I have lived in Western Sydney all my life.

It is a poorly represented area in Sydney, an area that is blamed for violence, racism, and various other unpleasant things that happen in Australia. Quite often, you'll hear it quoted in a political news piece that "The people of Western Sydney don't want," followed by an assertion of asylum seekers, homosexuals, and women. There's more. You can fill in your own minority. Since Western Sydney is the largest part of Sydney, keeping around about seventy five percent of the population within its invisible borders, you will always find a minority that is disliked. Such is (sadly) the way with huge groups of people and shifting, invisible borders that hold a minorities of uneducated, poor opinions fueled by bad media and racist politics. But it is mostly not true: The Western Suburbs of Sydney is a huge, multicultural expanse of people, and within that diversity a huge range of intelligent, decent people exist, from all kinds of backgrounds, heading to all kinds of futures. They're moved by the very real issues of people everywhere: opportunity, education, and the standard of living.

Misrepresentation is common in the media and life. Every city, every country, needs its supposed dark alleys, its violent subgroups, its drugs, its sex, whatever. It is a narrative we like to have, no matter how flawed, incorrect, and damaging it might well be. But the huge multicultural Western Suburbs that is this for many is used by politicians and the media to justify awful things, and must be combated. Michael Mohammed Ahmad, writing for the Guardian, talks a little about this and it's worth a read:

Western Sydney is my community. To me, the region has always represented both the heart of where I live, and the heart of Australia. It is the country's most densely populated region, and specifically, the most diverse region, with the largest populations of people from Aboriginal, migrant and refugee backgrounds.

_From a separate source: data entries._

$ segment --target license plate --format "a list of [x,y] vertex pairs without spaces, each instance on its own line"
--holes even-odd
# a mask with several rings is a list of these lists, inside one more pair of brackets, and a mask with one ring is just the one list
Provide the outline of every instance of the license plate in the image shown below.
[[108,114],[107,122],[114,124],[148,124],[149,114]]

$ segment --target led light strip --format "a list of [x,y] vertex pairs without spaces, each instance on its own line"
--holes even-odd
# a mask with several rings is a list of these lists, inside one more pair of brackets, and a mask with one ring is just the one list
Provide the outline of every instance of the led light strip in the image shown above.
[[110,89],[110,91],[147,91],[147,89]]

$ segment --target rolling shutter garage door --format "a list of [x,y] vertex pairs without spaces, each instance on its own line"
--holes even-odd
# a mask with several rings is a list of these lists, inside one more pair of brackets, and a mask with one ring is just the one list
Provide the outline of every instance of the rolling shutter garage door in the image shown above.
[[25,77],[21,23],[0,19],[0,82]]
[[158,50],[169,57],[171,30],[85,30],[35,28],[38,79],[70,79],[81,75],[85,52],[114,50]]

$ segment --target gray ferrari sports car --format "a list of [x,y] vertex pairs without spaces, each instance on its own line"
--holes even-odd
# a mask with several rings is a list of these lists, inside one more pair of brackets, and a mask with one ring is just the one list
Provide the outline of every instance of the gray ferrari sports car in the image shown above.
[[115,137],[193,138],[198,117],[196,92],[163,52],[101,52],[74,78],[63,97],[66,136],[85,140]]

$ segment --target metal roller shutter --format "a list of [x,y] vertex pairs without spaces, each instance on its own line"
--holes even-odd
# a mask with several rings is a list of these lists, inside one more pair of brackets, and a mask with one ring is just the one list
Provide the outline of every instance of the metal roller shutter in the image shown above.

It represents the kind of Australia that we all imagine and hear about, and that we constantly say is worth celebrating, but one that is heavily underrepresented when I watch television, read books, go to theatres, or attend arts festivals.

Sadly, the community of western Sydney not only suffers from underrepresentation; it also suffers from limited representation and misrepresentation. There is a picture that hangs in the office of my previous employer titled "Tintin in Bankstown". He keeps it up because he says it’s funny. It features the famous European adventurer walking down a street with Bankstown train station directly behind him. There is also a dead body, bloodstains and bird poo behind him. This perception of Bankstown as a violent, dirty place is a common one.

Currently, the Labor Government is talking about ways to address the 'boat people' issue, claiming, in part, that to do so will save politician seats in Western Sydney. In claiming so, they have failed to realise the shifting, altering nature of the Western Suburbs, where a huge multicultural community exists, and the demonisation of these poor people escaping terrible conditions only results in a rising current of hate to people who have settled and contributed to the community here. There are many terrible tragedies that are emerging from the current debate on asylum seekers in Australia--from the ridiculous claim of 'economic migrants' to the illegality of those legally seeking asylum--that we all out to be ashamed by what is happening, and be concerned on how it is portraying parts of the community to all within and without Australia.

I have to stop myself from going on more, because I have work to do today, but I could go on about this topic for thousands and thousands of words. It is what drew me to my doctorate on racial representation and Sydney, and what has laid the ground work for a lot of my ideologies about fiction and work.

But it is raining outside, and that is a favourite time to write, so laters.